Finding a cure for HIV and landing a spacecraft on Mars are among the ambitions of winners of funding from a prestigious Imperial research pot.
Three teams have received funds from the Excellence Fund for Frontier Research (EFFR) this year – the second time these funds have been awarded as part of the College's strategic aim of acting courageously.
The awards are designed to support research ideas that are potential breakthrough programs and which could put the College in a leadership position. Teams receive up to £250,000 to kick-start their research projects.
Professor Nick Jennings, Vice Provost (Research) said: “I’m delighted that we are able to help people undertake frontier research and really push the boundaries of knowledge.
“These are vital areas of research which might otherwise simply not get funding. I look forward to following their progress closely.”
Training killer immune cells to target HIV
This project, led by Professor Anastasios Karadimitris, will engineer specialised immune cells to induce a potential cure for Human Immunodeficiency Virus (HIV) infection.
Patients infected with HIV generally need daily, life-long therapy to maintain their health, so long-term remission and eventually a cure – which would allow patients to stop therapy – is an important research priority and will receive £250,000.
One of the key parts of the immune system is a type of white blood cell, the T cell. Invariant natural killer T cells, or iNKT cells, account for a tiny fraction of T cells in the body but they play an important role in looking out for tumours and killing malignant cells, as well as cells invaded by pathogens such as viruses.
The team, which includes Dr Antonia Rotolo, a Clinical Research Fellow in the Centre for Haematology and Professors Graham Cooke and Sarah Fidler in Infectious Diseases, along with other scientists with HIV expertise at Imperial, will explore the potential of these clever cells in fighting HIV.
The work will design iNKT cells adapted to seek out host cells infected by HIV – where the virus might otherwise go undetected – and kill them.
Packing for a journey to Mars
We are ever closer to putting the first human on Mars – but once we get them there, how will they land their spacecraft in conditions that are so different from those on Earth?
Any spacecraft we send will arrive at Mars at extremely high speed and will have to slow down in the incredibly thin Martian atmosphere so that rockets or parachutes can be used to land safely on the planet.
Now, thanks to £250,000 EFFR funding, Dr Matthew Santer and Dr Paul Bruce from Imperial’s Department of Aeronautics will develop deployable umbrella-like structures to act as friction brakes and slow the spacecraft for landing.
Using advanced computer modelling they will design and manufacture a large-scale, fully-functioning flexible spacecraft model, and test it in Imperial’s wind tunnels and flight arena.

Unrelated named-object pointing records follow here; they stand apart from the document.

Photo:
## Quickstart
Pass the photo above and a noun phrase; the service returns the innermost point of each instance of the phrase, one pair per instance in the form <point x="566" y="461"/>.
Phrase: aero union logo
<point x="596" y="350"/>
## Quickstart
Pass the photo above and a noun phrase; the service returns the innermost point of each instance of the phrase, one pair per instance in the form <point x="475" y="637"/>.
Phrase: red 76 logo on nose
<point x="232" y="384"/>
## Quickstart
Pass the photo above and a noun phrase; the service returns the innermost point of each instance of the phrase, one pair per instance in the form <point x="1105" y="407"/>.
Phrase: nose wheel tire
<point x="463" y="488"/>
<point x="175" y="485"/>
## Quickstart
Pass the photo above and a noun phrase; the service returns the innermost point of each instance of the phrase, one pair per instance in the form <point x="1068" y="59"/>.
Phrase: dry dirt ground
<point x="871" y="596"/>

Dr Santer said: “We hope to build a prototype that can withstand the rigours of entering the Martian atmosphere at speeds approaching 20,000 mph. Through our work, we aim to change the way we think about designing spacecraft to enable exploration of other planets, and will hopefully help to send humans to Mars.”
The bronchovascular bundle: an undiscovered organ?

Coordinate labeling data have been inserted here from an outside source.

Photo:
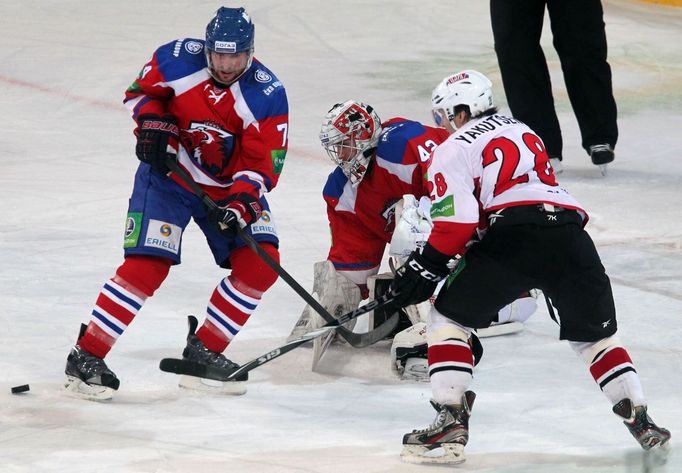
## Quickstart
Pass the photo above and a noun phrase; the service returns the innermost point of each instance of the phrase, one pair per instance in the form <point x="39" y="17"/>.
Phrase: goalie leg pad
<point x="335" y="292"/>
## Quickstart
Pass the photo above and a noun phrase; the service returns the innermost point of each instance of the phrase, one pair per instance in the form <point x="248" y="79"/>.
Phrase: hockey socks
<point x="120" y="300"/>
<point x="612" y="369"/>
<point x="230" y="306"/>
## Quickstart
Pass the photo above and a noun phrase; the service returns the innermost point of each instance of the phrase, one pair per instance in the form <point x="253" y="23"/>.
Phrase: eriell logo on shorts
<point x="130" y="226"/>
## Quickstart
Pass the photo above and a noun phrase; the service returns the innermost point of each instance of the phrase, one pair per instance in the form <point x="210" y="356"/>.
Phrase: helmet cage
<point x="349" y="135"/>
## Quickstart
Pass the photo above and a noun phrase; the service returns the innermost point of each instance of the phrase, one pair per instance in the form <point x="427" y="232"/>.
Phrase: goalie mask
<point x="467" y="88"/>
<point x="349" y="135"/>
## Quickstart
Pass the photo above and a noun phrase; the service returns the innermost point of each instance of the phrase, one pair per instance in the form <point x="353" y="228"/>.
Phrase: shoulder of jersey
<point x="180" y="58"/>
<point x="263" y="91"/>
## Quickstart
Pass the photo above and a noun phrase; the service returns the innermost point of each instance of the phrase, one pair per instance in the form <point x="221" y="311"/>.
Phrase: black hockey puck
<point x="20" y="389"/>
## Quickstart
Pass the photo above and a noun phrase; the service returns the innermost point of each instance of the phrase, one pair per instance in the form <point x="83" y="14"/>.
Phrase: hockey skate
<point x="88" y="376"/>
<point x="649" y="435"/>
<point x="203" y="369"/>
<point x="449" y="433"/>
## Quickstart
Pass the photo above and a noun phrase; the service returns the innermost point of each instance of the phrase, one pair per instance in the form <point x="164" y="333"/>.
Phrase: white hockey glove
<point x="413" y="225"/>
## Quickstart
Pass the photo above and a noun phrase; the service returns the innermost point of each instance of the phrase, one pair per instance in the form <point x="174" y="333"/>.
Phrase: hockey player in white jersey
<point x="495" y="167"/>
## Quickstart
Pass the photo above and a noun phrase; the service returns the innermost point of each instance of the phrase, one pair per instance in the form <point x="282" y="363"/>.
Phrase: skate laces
<point x="88" y="363"/>
<point x="438" y="422"/>
<point x="198" y="352"/>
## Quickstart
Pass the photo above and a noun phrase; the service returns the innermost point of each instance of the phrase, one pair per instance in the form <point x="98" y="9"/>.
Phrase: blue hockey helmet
<point x="229" y="44"/>
<point x="230" y="31"/>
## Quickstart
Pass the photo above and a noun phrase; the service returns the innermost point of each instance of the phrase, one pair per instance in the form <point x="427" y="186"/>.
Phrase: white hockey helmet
<point x="470" y="88"/>
<point x="350" y="133"/>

Very little is known about the bronchovascular bundle – a structure that encapsulates parts of the airway and blood vessels in the lungs.
Imperial’s Professor Jane Mitchell and Dr Nicholas Kirkby will use their £50,000 EFFR funding to help reveal the function the bronchovascular bundle and discover how airways and blood vessels communicate across the bundle. This work will uncover new drug targets to treat asthma and cardiovascular disease.
Professor Mitchell even hopes to define the bundle as a ‘new organ’. She said: “The bundle is well known in anatomy circles but unexplored in terms of pharmacology, physiology and medicine. By studying the function of the bronchovascular bundle, we will hopefully reveal new concepts in physiology and medicine.”
This work and our ideas are so new that traditional funding bodies would not be confident to fund the work without pilot data. Receiving the EFFR funding will allow us to obtain pilot data that will seed follow on funding.”